The Brain Train Cube has been the most challenging so far for us. You can clearly see a difference between the video from May 2013 and July 2013. It’s also quite apparent that Bunny knows what he’s doing and that the cubes don’t just accidentally come out.
Bunny now has a variety of other logic toys. He can get to hidden treats by pushing and pulling in all directions, digging, picking up, and spinning parts of the toys in front of him. We are constantly on the lookout for more challenging toys for him. Unfortunately, rabbits are often underestimated.
Anyway, the reason why I am writing this is to illustrate that Bunny’s skills are learned and that he acquired them after months of training. Not only can he solve familiar logic toys, but he seems to be able to take what he knows and apply it to new situations. Whenever we give him a new toy now, he doesn’t start from zero; he can use his old skills and develop new strategies. It’s quite amazing how he turned from a rabbit that had no idea how to open a box to a rabbit that can handle unfamiliar situations with a plan.
We have no doubt that training Bunny’s brain and giving him tasks to accomplish has greatly improved his overall well-being and given us an opportunity to spend quality time with him. Admittedly, there have been a couple of issues since. For example, the timed food dispenser we bought for Bunny was no match at all. Instead of waiting for it to dispense food on days when we were out longer than usual, he’d just open it whenever he wanted to. It was just another toy to him. One day he chewed through a backpack to get to the banana inside, which was supposed to be my husband’s lunch. After all, how could he know that this wasn’t another one of our challenges?! Clearly, we think these issues are absolutely hilarious.
Not only are rabbits intelligent, they are also very social animals and will demonstrate affection, jealousy, anger, happiness, sadness, fear, dominance, satisfaction, curiosity, cunning, restlessness, boredom, excitement, and amusement if treated right. Not every rabbit is the same. In fact, each rabbit has its own preferences, habits, and characteristics that make it unique.
If held in a small cage for months or years at a time with nothing to do aside from eating, a rabbit’s spirit will, of course, be hidden behind depression. Some rabbits may not show intelligence until they are taught. And although they aren’t quite comparable to (certain) dogs, they are certainly not stupid!
Were you ever surprised by how intelligent your rabbit is? Do you have a story to share? We would love to hear it!

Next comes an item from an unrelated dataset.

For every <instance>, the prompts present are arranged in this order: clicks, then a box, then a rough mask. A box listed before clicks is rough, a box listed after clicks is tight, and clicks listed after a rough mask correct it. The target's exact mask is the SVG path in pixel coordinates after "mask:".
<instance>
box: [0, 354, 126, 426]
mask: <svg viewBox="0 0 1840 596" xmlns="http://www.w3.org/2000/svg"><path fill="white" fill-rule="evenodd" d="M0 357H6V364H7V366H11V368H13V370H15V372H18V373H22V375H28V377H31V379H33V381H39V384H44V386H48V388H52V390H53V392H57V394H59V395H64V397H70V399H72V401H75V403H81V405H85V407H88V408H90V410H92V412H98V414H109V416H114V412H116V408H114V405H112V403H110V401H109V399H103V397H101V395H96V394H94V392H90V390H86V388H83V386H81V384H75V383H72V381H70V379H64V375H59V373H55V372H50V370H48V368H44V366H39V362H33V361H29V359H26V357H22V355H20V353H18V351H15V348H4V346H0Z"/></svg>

Here are some tips in case you are inspired to teach: The best time to start teaching anything to a rabbit is when it is hungry. Right before food time is when Bunny is the most motivated. Use favorite treats while teaching (tiny pieces of dried fruit do the trick for us). Start off with one toy at a time and one new task at a time. Be there to instruct and encourage, but also leave them to solve the puzzle on their own after a while. There were many times when we came home to an empty toy that we didn’t know Bunny could solve on his own yet. Don’t ever force anything, because that’s when they shut down and could even get scared. If a rabbit doesn’t want to do something, it won’t. And after all, this is supposed to be fun and rewarding. We’d love to hear your success stories!